FIG. 1 is an electron micrograph showing the binding of an antibody against the protein of the present invention to a cellulose synthase complex.
It is observed that a black dot-like antibody is bound on the granules of the cellulose synthase complex.

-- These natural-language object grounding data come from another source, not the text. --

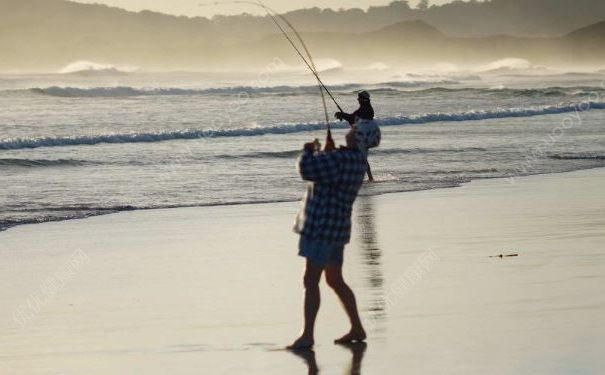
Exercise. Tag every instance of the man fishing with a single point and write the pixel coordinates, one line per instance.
(364, 112)
(324, 223)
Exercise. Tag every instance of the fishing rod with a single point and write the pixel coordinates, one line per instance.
(307, 52)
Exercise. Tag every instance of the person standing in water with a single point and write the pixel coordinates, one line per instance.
(365, 112)
(324, 223)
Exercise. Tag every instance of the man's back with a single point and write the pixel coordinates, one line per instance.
(337, 177)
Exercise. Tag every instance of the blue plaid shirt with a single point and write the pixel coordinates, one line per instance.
(336, 179)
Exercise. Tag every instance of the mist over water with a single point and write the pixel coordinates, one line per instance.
(95, 139)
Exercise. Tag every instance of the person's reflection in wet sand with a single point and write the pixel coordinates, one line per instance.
(357, 351)
(372, 254)
(308, 355)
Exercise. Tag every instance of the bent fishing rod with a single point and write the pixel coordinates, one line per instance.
(271, 13)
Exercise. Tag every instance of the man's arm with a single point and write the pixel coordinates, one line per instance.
(321, 168)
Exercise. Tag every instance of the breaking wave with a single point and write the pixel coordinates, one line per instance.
(398, 87)
(38, 163)
(85, 67)
(23, 143)
(127, 91)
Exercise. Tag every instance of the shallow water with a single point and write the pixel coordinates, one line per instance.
(75, 146)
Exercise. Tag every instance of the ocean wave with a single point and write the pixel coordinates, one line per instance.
(403, 87)
(84, 67)
(23, 143)
(127, 91)
(577, 156)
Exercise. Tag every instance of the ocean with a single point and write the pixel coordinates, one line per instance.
(99, 141)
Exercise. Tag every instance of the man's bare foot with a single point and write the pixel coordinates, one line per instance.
(352, 336)
(301, 343)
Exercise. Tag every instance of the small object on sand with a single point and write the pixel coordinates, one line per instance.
(504, 256)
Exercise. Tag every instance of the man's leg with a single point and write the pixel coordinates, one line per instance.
(312, 300)
(336, 282)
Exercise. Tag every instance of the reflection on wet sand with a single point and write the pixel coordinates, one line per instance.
(357, 353)
(372, 254)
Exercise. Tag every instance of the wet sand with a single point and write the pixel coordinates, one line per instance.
(218, 289)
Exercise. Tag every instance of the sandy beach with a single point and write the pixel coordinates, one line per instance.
(218, 289)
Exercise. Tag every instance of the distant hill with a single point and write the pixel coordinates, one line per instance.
(49, 34)
(592, 33)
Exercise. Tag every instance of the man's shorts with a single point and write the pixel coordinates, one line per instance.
(321, 253)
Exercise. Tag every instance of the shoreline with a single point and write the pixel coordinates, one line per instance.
(230, 204)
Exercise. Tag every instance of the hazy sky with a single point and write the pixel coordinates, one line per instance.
(192, 7)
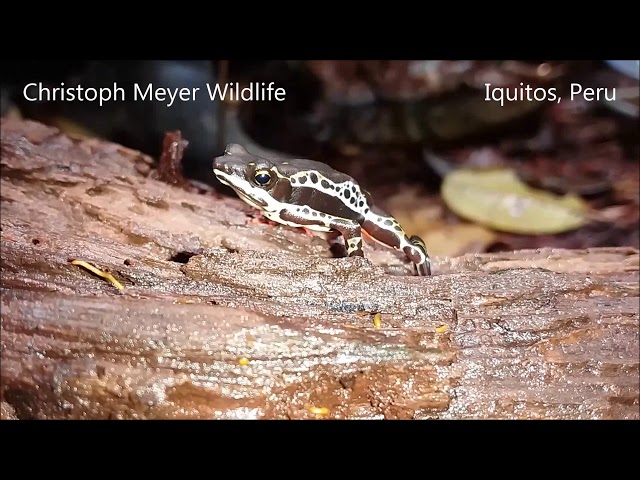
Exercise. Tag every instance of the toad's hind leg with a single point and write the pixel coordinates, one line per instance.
(349, 229)
(386, 230)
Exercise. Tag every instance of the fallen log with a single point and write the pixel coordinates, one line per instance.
(219, 317)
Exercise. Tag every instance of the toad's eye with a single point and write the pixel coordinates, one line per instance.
(262, 177)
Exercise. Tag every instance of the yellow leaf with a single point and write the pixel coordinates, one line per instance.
(497, 198)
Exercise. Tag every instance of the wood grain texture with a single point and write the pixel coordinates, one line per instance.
(221, 318)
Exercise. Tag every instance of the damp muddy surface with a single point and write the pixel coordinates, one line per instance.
(224, 317)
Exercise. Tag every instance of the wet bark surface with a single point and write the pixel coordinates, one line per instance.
(223, 317)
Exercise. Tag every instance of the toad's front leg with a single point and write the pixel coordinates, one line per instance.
(349, 229)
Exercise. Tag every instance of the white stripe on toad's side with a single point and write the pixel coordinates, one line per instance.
(251, 195)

──────────────────────────────────────────────────の Continued on the front page (51) Int.Cl. ⁶ Identification code FI C12N 9/10 G01N 33/53 D G01N 33/53 33/531 A 33/531 33/566 33/566 33/573 A 33 / 573 C12N 5/00 C // (C12N 15/09 ZNA C12R 1:91) (72) Inventor Tomohiko Kato 2-1-6 Sengen, Tsukuba, Ibaraki Pref. Tsukuba Research Support Center D-21 Mitsui Co., Ltd. Plant Inside the Bio Research Laboratory (72) Inventor Shigeru Sato 2-1-6 Sengen, Tsukuba, Ibaraki Pref. Tsukuba Research Support Center D-21 Inside the Plant Bio Research Laboratory, Mitsui Co., Ltd. (72) Inventor Daisuke Shibata 2 Chien, Tsukuba, Ibaraki Pref. -1-6 Tsukuba Research Support Center D-21 Mitsui Industry Co., Ltd. Plant Biotechnology Research Institute

Claims (10)

[Claims] 1. A DNA encoding a protein comprising the amino acid sequence of SEQ ID NO: 1. 2. It consists of the nucleotide sequence of SEQ ID NO: 2.
DNA that hybridizes with DNA and encodes a protein that constitutes a cellulose synthase complex. 3. A vector comprising the DNA according to claim 1 or 2. 4. A host cell comprising the vector according to claim 3. 5. A protein comprising the amino acid sequence of SEQ ID NO: 1. 6. It consists of the nucleotide sequence of SEQ ID NO: 2.
A protein encoded by DNA that hybridizes with DNA and that constitutes a cellulose synthase complex. 7. The method for producing the protein according to claim 5, wherein the host cell according to claim 4 is cultured. 8. A plant cell into which the DNA according to claim 1 or 2 has been inserted so that it can be expressed. 9. A plant comprising the plant cell according to claim 8. 10. An antibody that binds to the protein according to claim 5 or 6.